The leaf stems are 35-100 cm long. The leaves are compound, and have eight to twenty-nine pinnae. The pinnae are arranged into irregular clusters.

The male flowers are 2-4.5 mm long, and have six stamens. The sepals have 1 mm lobes. The petals are 3-4 mm long. The female flowers are 3-5 mm long. The calyx is cup shaped, and up to 1 mm long.
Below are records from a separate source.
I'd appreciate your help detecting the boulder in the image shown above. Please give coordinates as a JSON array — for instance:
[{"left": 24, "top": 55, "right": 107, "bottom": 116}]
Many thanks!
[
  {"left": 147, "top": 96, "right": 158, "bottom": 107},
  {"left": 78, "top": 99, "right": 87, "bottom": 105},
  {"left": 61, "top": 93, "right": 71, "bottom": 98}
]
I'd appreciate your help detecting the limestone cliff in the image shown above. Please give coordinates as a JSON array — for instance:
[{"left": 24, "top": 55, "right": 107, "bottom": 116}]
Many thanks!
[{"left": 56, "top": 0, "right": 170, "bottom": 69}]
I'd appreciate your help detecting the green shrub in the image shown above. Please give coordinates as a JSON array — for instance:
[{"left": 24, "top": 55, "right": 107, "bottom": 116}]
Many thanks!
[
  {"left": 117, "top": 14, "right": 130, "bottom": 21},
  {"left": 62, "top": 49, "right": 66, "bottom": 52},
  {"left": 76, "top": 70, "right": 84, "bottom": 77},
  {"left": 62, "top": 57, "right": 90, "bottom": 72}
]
The corolla is tube-shaped, and 3-4 mm long.

The fruits are orange, egg-shaped, 0.8-1.2 cm long, and 0.9-1.2 cm wide. The mesocarp is powdery. The endocarp is shaped like a spinning top or beetroot, and is pitted on top.

==Ecology==
The plant is eaten by Desmarest's spiny pocket mouse.

==Uses==
Local people use Bactris mexicana to make baskets and furniture.

==Conservation==
In 2021, the IUCN assessed Bactris mexicana as of Least Concern. The population is large and stable. In some parts of its range, the species is affected by deforestation. However, it is tolerant to disturbance.

The species is present in protected areas, including the Rio Bravo Conservation and Management Area, the Mountain Pine Ridge Forest Reserve, the Maya Biosphere Reserve, Pico Bonito National Park, the Los Tuxtlas Biosphere Reserve, the Montes Azules Biosphere Reserve, and the Laguna de Términos flora and fauna protection area.

==Nomenclature==
In Spanish, the species is known as jaguacté, or chiquiyul. In Huastec, the species is known as cóyol. In Tzeltal, the species is known as chapay.